All four of the state briefs cite Washington v. Glucksberg for the proposition that the Court must be careful in how it defines the fundamental rights it recognizes. That's fair enough, I suppose. Not only Glucksberg but other cases as well describe the enterprise of recognizing fundamental rights as rooted in history and tradition. But what the state respondents apparently mean is something more radical: That the plaintiffs' claim should be rejected because the right to marriage traditionally did not include the right to same-sex marriage.

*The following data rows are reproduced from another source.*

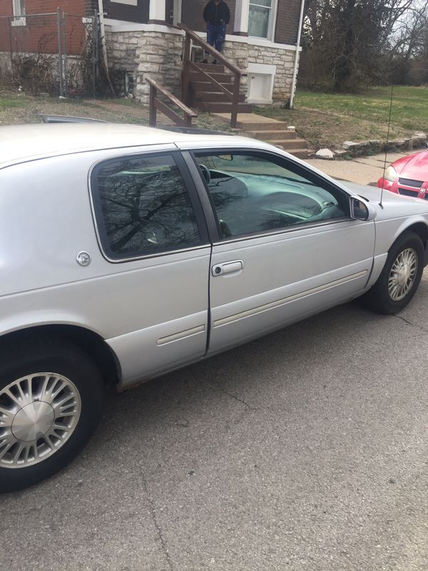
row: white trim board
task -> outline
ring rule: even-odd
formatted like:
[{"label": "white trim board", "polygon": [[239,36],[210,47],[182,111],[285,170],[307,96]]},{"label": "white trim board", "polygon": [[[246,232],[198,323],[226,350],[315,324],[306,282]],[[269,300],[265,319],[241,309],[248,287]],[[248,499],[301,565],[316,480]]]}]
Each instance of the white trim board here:
[{"label": "white trim board", "polygon": [[[138,24],[137,22],[125,22],[123,20],[113,20],[109,18],[105,19],[106,25],[111,26],[112,32],[121,31],[159,31],[163,34],[173,34],[178,36],[183,36],[184,32],[171,28],[169,26],[163,26],[160,24]],[[201,38],[205,39],[205,32],[196,32]],[[247,36],[234,36],[233,34],[226,34],[225,41],[233,41],[238,44],[248,44],[250,46],[262,46],[265,48],[277,48],[279,49],[289,50],[295,51],[296,46],[292,44],[277,44],[275,41],[263,39],[263,38],[252,38]],[[302,48],[299,47],[299,51],[302,51]]]}]

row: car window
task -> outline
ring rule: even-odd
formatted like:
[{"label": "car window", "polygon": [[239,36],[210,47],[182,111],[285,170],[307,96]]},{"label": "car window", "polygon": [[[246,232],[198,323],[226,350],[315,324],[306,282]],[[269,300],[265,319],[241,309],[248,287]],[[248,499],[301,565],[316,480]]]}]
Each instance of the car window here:
[{"label": "car window", "polygon": [[171,155],[108,161],[94,168],[91,181],[98,231],[109,257],[138,257],[201,243]]},{"label": "car window", "polygon": [[307,178],[302,168],[280,157],[205,152],[195,153],[195,159],[215,208],[222,238],[348,216],[344,193],[320,177]]}]

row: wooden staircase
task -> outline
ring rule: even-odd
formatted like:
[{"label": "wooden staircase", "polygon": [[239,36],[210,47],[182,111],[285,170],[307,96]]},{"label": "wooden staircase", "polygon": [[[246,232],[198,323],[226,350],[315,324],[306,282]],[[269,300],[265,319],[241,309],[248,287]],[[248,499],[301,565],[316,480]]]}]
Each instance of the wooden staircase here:
[{"label": "wooden staircase", "polygon": [[[183,103],[205,111],[230,113],[230,126],[236,127],[238,113],[253,111],[253,106],[245,102],[245,96],[240,92],[240,79],[246,73],[207,44],[193,30],[183,24],[179,24],[178,27],[185,33],[181,76]],[[192,61],[192,45],[199,46],[218,64]]]},{"label": "wooden staircase", "polygon": [[[208,81],[207,75],[214,81]],[[228,91],[233,91],[233,78],[222,64],[194,63],[189,71],[189,103],[203,111],[211,113],[232,113],[233,103],[219,84]],[[239,93],[238,113],[251,113],[253,106],[245,103],[245,96]]]}]

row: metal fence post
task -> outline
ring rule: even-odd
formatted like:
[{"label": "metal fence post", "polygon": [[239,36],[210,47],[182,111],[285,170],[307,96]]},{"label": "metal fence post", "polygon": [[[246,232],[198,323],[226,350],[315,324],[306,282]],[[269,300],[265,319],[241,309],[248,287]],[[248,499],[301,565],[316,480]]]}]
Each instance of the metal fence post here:
[{"label": "metal fence post", "polygon": [[67,46],[67,21],[64,11],[61,13],[61,33],[63,34],[63,89],[64,96],[68,96],[68,47]]},{"label": "metal fence post", "polygon": [[56,33],[58,34],[58,74],[59,76],[59,96],[64,96],[64,85],[63,81],[63,61],[61,33],[61,9],[56,9]]},{"label": "metal fence post", "polygon": [[11,52],[11,74],[12,78],[12,81],[14,81],[14,51],[12,49],[12,35],[11,32],[11,28],[12,27],[12,20],[11,18],[7,19],[7,29],[9,31],[9,51]]}]

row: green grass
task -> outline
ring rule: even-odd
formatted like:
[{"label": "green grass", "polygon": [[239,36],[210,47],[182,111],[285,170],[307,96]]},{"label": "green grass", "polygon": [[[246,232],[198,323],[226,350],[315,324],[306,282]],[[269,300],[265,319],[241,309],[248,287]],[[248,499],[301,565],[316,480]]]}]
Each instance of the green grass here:
[{"label": "green grass", "polygon": [[[395,86],[391,109],[391,138],[428,131],[428,86]],[[297,91],[293,109],[272,107],[256,113],[295,125],[315,148],[341,147],[346,140],[384,139],[388,128],[391,88],[363,94]]]},{"label": "green grass", "polygon": [[[300,91],[297,108],[307,108],[387,122],[389,116],[391,88],[375,87],[361,95]],[[403,128],[428,128],[428,87],[397,86],[392,89],[391,121]]]},{"label": "green grass", "polygon": [[0,97],[0,109],[10,109],[13,107],[24,107],[26,103],[26,97],[13,96],[11,97]]}]

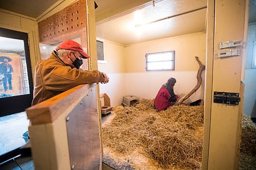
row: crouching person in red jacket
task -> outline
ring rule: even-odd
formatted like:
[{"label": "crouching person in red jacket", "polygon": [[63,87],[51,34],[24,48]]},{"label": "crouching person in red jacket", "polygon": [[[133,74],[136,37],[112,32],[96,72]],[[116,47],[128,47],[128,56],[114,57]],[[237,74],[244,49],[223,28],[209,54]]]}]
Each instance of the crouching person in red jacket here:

Glucksberg does not authorize the maneuver attempted by the state respondents in the SSM cases. In Glucksberg, the plaintiffs sought a right of the terminally ill to assisted suicide. The Court rejected that formulation as too narrow, substituting instead a broader formulation (which the Court then rejeted). Chief Justice Rehnquist wrote: "the question before the Court is more properly characterized as whether the 'liberty' specially protected by the [Due Process] Clause includes a right to commit suicide which itself includes a right to assistance in doing so." That is nearly the opposite of the move the state respondents urge in the SSM cases: characterizing the right as too broad, substituting instead a narrow formulation (which they urge the Court to reject).
The idea that the asserted right should be narrowed and then compared with historical traditions was expressed most clearly by Justice Scalia, but only for himself and the late CJ Rehnquist, in footnote 6 of Michael H. v. Gerald D. The Ohio brief cites that footnote once for another proposition and also cites another footnote of Michael H., carefully avoiding expressly relying on footnote 6--but the care is unavailing because it's obvious that Ohio and the three other state respondents in fact are making the footnote 6 argument. That argument has been repeatedly rejected by the full Court, as Professor Tribe and I note in our brief.
But we're hardly the only ones to note in the context of marriage that the Court's precedents reject reliance on tradition narrowly defined. As Judith Schaeffer explained on Slate last week, then-Judge John Roberts said the same thing at his SCOTUS confirmation hearing.